California

Software for the yard running California’s heavy equipment.

California runs construction through the LA basin, San Diego, the Bay Area, and Sacramento, oilfield through Kern County and Bakersfield, and agricultural equipment through the Central Valley. The dispatch patterns are familiar. The tax jurisdiction is the most complex in the country. EquipFlow was built inside a Permian Basin yard and handles both.

No implementation fee. Running in a week.

Thirty minutes on a call is enough to scope the migration.

Book a demo →

California’s rental backdrop.

Southern California anchors the largest construction rental market in the state. Los Angeles County, Orange County, San Diego, and the Inland Empire run commercial development, highway and infrastructure projects, port logistics work at the LA and Long Beach terminals, and a steady current of entertainment and event-production equipment demand. Wildfire-recovery construction along the foothills and coastal ranges creates concentrated surge demand — when a fire season ends, rebuild contracts start, and rental demand for grading, access, and material-handling equipment spikes quickly in affected corridors.

The Bay Area and Sacramento run construction and infrastructure rental with a tech-campus and transit-infrastructure flavor. Fresno and the Central Valley combine agricultural-equipment rental — harvest support, irrigation infrastructure, facility construction — with oilfield adjacency in the southern end of the valley near Bakersfield. Kern County and Bakersfield are the core of California oilfield: producers operating on the San Joaquin Valley floor under CARB oversight, with a rental-demand mix similar to a smaller Permian Basin — manlifts, generators, light towers, compressors, water trucks on MSA contracts.

California also has an aerospace and defense rental corridor around Edwards AFB in the high desert and the Space Coast adjacent to Vandenberg in Santa Barbara County.

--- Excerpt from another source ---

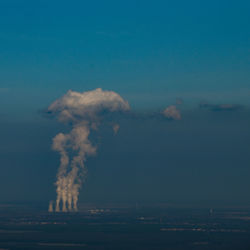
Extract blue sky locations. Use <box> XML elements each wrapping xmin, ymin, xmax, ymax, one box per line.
<box><xmin>0</xmin><ymin>0</ymin><xmax>250</xmax><ymax>205</ymax></box>
<box><xmin>0</xmin><ymin>0</ymin><xmax>250</xmax><ymax>117</ymax></box>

These are not the primary market for most rental yards, but if your customer list includes defense contractors or aerospace subcontractors, the billing structure is project-based and PO-driven rather than MSA.

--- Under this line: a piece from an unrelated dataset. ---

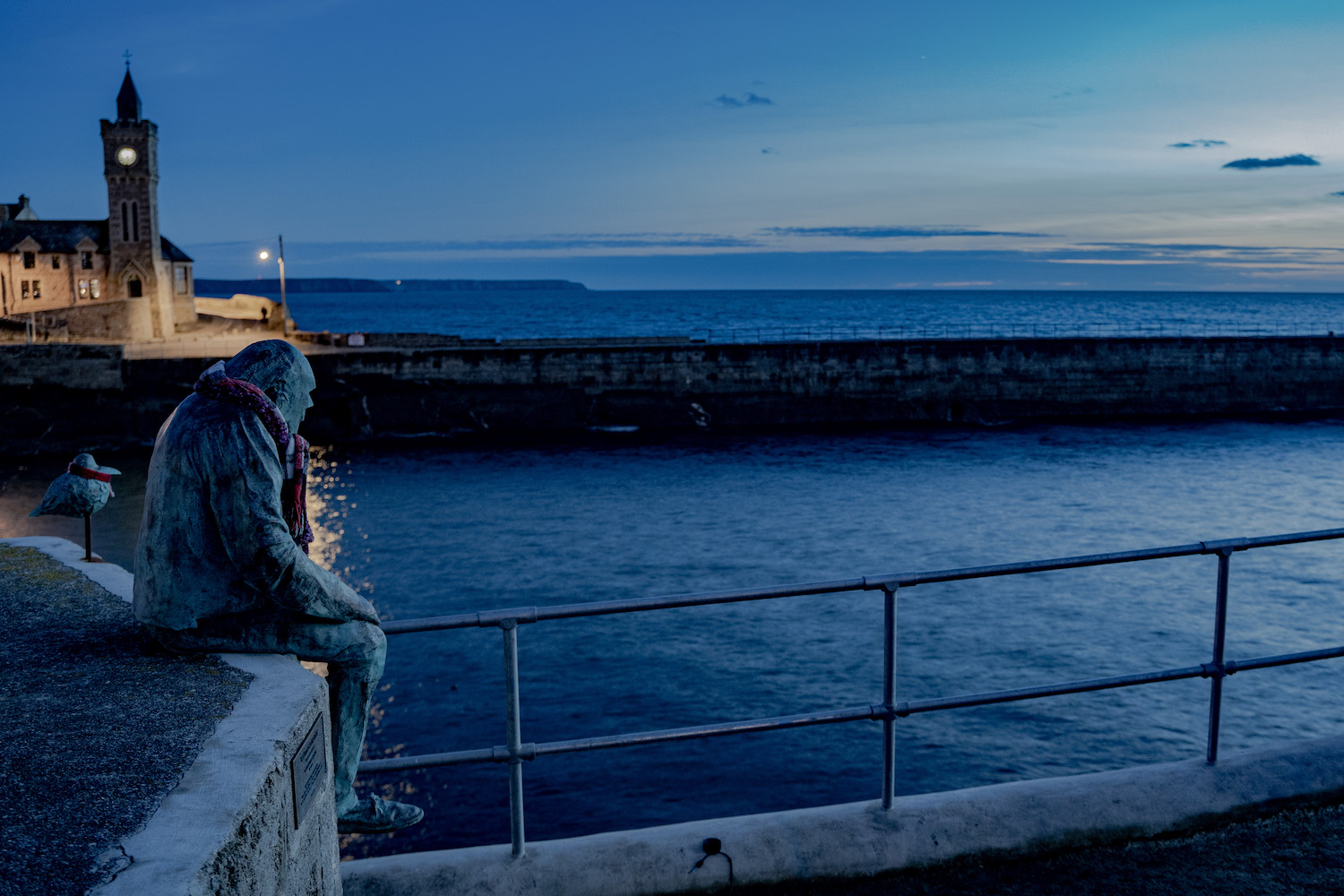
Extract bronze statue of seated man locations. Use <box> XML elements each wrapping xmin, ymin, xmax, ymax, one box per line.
<box><xmin>134</xmin><ymin>340</ymin><xmax>425</xmax><ymax>833</ymax></box>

What single-yard operators in California ask us about.

The first question from Kern County operators is MSA billing, same as in the Permian. California oilfield yards run on negotiated rate cards with producers and service companies. EquipFlow puts the MSA override on the customer record, per equipment class, and applies it automatically. The dispatcher does not look up rates.

The second question — from every California operator, not just oilfield — is tax jurisdiction. California has the most layered sales tax structure in the country. State base is 7.25%. County additions, city additions, and special district additions stack on top. The combined rate varies by county, city, and transit or special district, and can reach 10.75% or higher in places like Los Angeles. A yard delivering into LA County, Kern County, and Fresno County in the same week is tracking three different combined rates. EquipFlow sets tax jurisdiction at the delivery site level so the billing module applies the right rate per invoice without a manual adjustment. Your CPA stays the source of truth on the exact rate for each jurisdiction; EquipFlow stamps the right rate when the site is right.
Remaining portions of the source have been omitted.